1. The target company is a leading manufacturer of aerospace parts in the industry, and the success of the acquisition will strengthen the company's industrial layout.
Gardner Airlines is a large multinational company specializing in the production, assembly and maintenance of aerospace parts and components in Europe. It employs more than 4500 people worldwide and has set up factories in the United Kingdom, France, Poland and India, headquartered in the United Kingdom. With annual revenue of more than 200 million US dollars, the company is a leader in the European market.
This acquisition will strengthen the company's industrial layout in the aerospace field, form an aviation industry chain covering the R & D and production of aero-engine blades, aero-engines and other parts, and drones, and enhance the company's technical strength. help the company to open up the market.
two。 The company actively promotes business transformation and is expected to usher in a performance inflection point.
The company's main molybdenum fine powder mining and smelting, due to the downstream steel industry downturn led to the company's performance continues to decline, the company has shut down the business, and actively to aerospace transformation. Rhenium is the associated ore of molybdenum. Rhenium-nickel-based alloy has excellent high temperature performance and is the main material for manufacturing advanced aero-engine and gas turbine blades. Relying on its own resource advantages, advanced rhenium purification technology and strong accumulation in the field of ultra-high temperature alloy manufacturing, the company has gradually transformed to aviation business and made good progress.
At present, the alloy materials and mass production blades independently developed by Chengdu Aerospace, a wholly-owned subsidiary of the company, have obtained relevant certifications. the first batch of mass-produced single crystal blades have passed user acceptance and achieved certain sales revenue, and more customers are in the process of certification; in terms of engines, the experimental tests of 750kg thrust engine and 1000 kg thrust turbofan engine of Chengdu Zhongke Aero engine Co., Ltd. are progressing smoothly.
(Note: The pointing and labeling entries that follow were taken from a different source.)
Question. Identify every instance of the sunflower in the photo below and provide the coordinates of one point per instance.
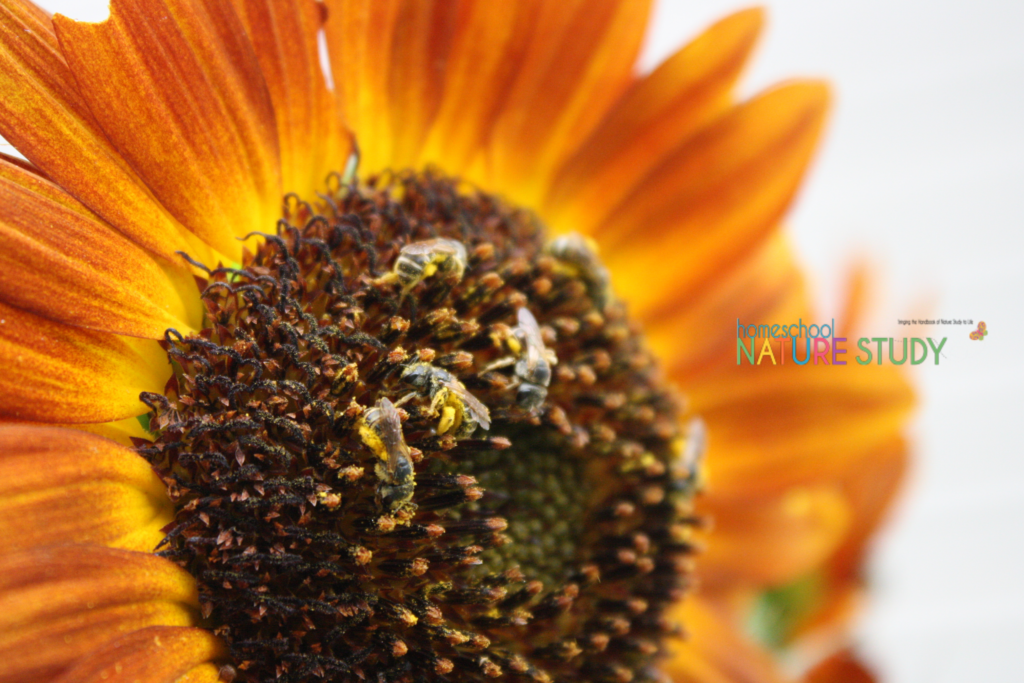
(329, 374)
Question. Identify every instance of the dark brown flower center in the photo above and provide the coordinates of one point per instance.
(417, 441)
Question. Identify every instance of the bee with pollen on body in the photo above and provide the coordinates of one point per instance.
(460, 411)
(531, 361)
(380, 429)
(578, 256)
(423, 259)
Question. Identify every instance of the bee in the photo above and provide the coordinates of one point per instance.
(689, 461)
(460, 411)
(530, 359)
(380, 429)
(579, 256)
(420, 260)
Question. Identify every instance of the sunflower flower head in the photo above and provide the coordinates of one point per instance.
(282, 408)
(527, 517)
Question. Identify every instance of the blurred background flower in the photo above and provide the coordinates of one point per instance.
(918, 173)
In the future, as the aviation business begins to achieve revenue, the company is expected to usher in a performance inflection point.
3. Large tonnage unmanned transport aircraft is about to test flight, with the help of Shunfeng Dongfeng layout UAV logistics.
Shunfeng is the primary strategic partner and core customer of Longxing UAV, a joint venture subsidiary of the company. The joint venture will give priority to the development of two large-tonnage unmanned transport aircraft for SF Group to meet the needs of SF Group's fast-growing high-end express market. at present, the scheme design has been reviewed by experts, the prototype has been completed, and a test flight is scheduled for the end of 2016. Shunfeng holds 4.41 million shares and 0.97% equity through participating in the private placement of the company, and is the sixth largest shareholder of the company. It is expected that the company will continue to deepen its cooperation with SF and actively lay out the field of drone logistics.
4. Profit forecast.
It is estimated that the company's net profit attributed to the parent company in 16-18 is-3 million, 44 million, 108 million, corresponding to EPS 0.00,0.08,0.19 yuan, corresponding to PE-5115X, 298X, 121X, the first rating is recommended.